Chancellor Phillip Hammond delivered his first Spring Statement to the nation. Unlike the Autumn Budget, this was more of an update on how the economy is performing. As such, no big announcements or surprises were expected. But true to form, ‘Big Phil’ did have one little surprise up his suit sleeve.
Having confirmed in last year’s Budget that business rates revaluations will take place every three years instead of the current five, in order to ensure rates more accurately reflect the rental value of properties, the Chancellor announced that the next revaluation will be brought forward a year from 2022 to 2021.
He also confirmed the Government will not be going ahead with a self-assessment style system for business rates, which was being considered ahead of the Autumn Budget. The announcements were widely welcomed by industry professionals and business organisations.
Helen Dickinson, chief executive of the British Retail Consortium, said more frequent revaluations were a “step in the right direction”.
Retail is one sector that has been hit hard by the rise in rates bills following the 2017 revaluation, with a number of well-known High Street retailers calling in administrators or collapsing under the weight of spiralling costs, increased competition and changing market dynamics.
A shorter three-year revaluation cycle should help avoid the massive hike in rates we saw in 2017 and make the impact on businesses less severe.
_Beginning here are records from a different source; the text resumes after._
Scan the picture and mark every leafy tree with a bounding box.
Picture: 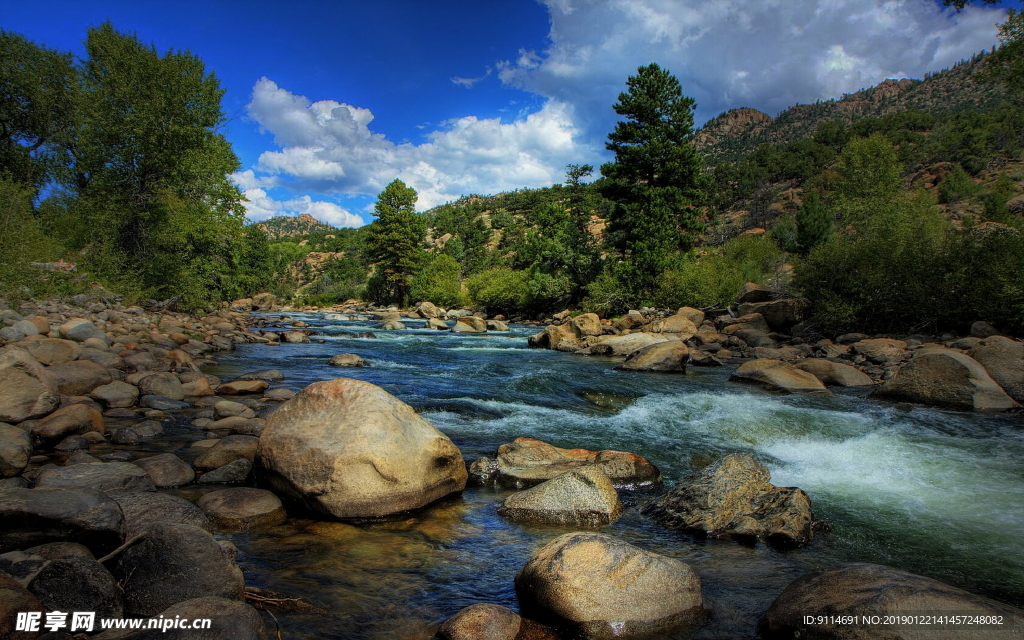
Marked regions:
[367,178,427,305]
[797,191,833,256]
[601,63,709,301]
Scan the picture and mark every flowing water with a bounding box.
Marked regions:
[195,313,1024,640]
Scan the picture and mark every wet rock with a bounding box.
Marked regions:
[0,422,32,478]
[193,435,259,471]
[0,346,60,424]
[106,492,211,539]
[437,603,522,640]
[616,342,690,373]
[137,372,185,400]
[644,455,814,546]
[256,378,467,518]
[495,438,662,488]
[968,336,1024,402]
[0,573,46,640]
[196,487,288,530]
[93,596,269,640]
[0,487,125,556]
[28,557,124,618]
[328,353,370,367]
[217,380,270,395]
[758,563,1024,640]
[32,404,103,446]
[114,522,245,617]
[36,462,156,492]
[199,458,253,484]
[498,465,623,526]
[515,532,703,640]
[47,360,113,395]
[134,454,196,488]
[89,380,139,409]
[797,358,874,387]
[857,343,1020,412]
[729,359,829,393]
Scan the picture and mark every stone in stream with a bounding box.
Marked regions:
[0,487,125,556]
[0,422,32,478]
[196,486,288,530]
[498,465,623,526]
[114,522,245,617]
[515,531,705,640]
[758,563,1024,640]
[256,378,467,518]
[0,346,60,424]
[495,438,662,488]
[643,454,814,546]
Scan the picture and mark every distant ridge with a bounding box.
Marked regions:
[256,213,338,240]
[693,52,1005,165]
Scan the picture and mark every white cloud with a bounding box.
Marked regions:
[228,177,367,227]
[243,77,595,210]
[498,0,1006,132]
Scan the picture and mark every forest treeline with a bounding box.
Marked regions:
[0,11,1024,333]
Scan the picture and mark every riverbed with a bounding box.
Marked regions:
[201,313,1024,640]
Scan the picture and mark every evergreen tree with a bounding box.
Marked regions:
[601,63,709,302]
[797,191,833,256]
[367,178,427,305]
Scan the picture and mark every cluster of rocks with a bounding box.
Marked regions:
[528,284,1024,412]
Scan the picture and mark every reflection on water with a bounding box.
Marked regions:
[191,314,1024,639]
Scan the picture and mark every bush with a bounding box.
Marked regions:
[466,267,529,315]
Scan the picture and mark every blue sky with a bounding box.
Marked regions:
[0,0,1005,226]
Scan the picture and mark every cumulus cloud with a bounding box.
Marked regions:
[244,78,595,210]
[498,0,1005,131]
[229,169,367,227]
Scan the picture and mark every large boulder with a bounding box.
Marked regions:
[36,462,157,492]
[47,360,113,395]
[32,404,103,446]
[618,342,690,373]
[93,596,269,640]
[729,359,829,393]
[0,346,60,423]
[758,563,1024,640]
[498,465,623,526]
[0,489,125,556]
[515,531,703,640]
[968,336,1024,402]
[114,522,245,617]
[256,378,467,518]
[797,357,874,387]
[872,342,1020,412]
[644,454,814,546]
[495,438,662,488]
[0,422,32,478]
[196,486,288,529]
[106,492,211,538]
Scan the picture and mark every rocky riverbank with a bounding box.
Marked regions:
[0,294,1022,638]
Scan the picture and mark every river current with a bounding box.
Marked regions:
[195,313,1024,640]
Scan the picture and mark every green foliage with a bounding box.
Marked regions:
[797,191,833,256]
[601,63,708,302]
[410,254,465,308]
[466,267,529,315]
[367,178,426,305]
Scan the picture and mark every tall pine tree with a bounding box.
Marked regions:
[601,63,709,303]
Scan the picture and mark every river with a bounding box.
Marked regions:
[194,313,1024,640]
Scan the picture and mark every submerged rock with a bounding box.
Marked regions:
[758,563,1024,640]
[644,454,814,546]
[515,531,703,640]
[495,438,662,488]
[498,465,623,526]
[256,378,467,518]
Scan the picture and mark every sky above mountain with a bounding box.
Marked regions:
[0,0,1006,226]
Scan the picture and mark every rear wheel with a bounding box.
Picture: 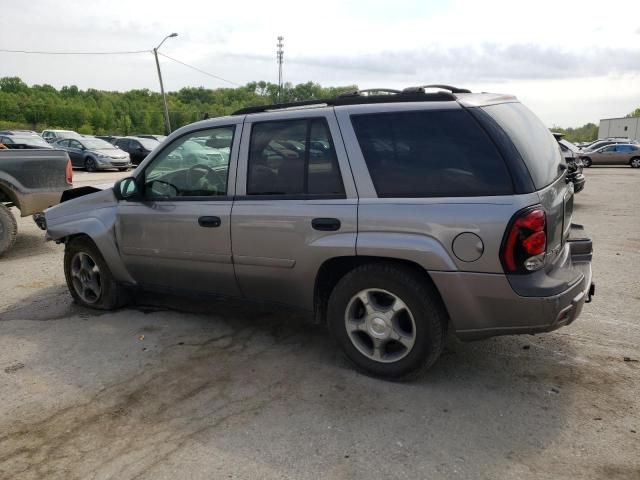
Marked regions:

However, the two-year antecedent valuation date (AVD) makes no sense for a four-year revaluation and is laughable for a three-yearly review.
Whilst a shorter valuation period has benefits in terms of the speed at which changes are passed on to ratepayers, this brings with it additional costs for the Valuation Office Agency, not to mention the extra workload. What is clear is that neither ratepayers or local authorities will be willing to pay for it.
One of the biggest criticisms of the VOA is that it is not adequately resourced, and with plans announced to cut its budgets further, resulting in the loss of more jobs, it begs the question if the VOA is geared up to cope with these changes?
Then, of course, there’s the issue of the ‘Check, Challenge, Appeal’ (CCA) process, which continue to be a bone of contention for ratepayers and rating professionals alike.
If MPs continue to believe the hype that CCA is a resonant success, we will not move in the right direction. Most ratepayers and agents will confirm that the CCA process just does not work. The whole system is flawed and blatantly hides previously available transactional information which was available in previous lists.
Another point worthy of mention, which Phil failed to address, is that the shift in revaluation timeframes will limit the time for transitional relief to take effect. For example, if you have an assessment that sees a large increase then the ratepayer is likely to be hit with that higher liability sooner, having less time to factor this in to their cash flow.
It’s good the Government is introducing measures to ease the burden of business rates on business, but there’s more that could still be done.
A step in the right direction? Maybe. Let’s wait and see.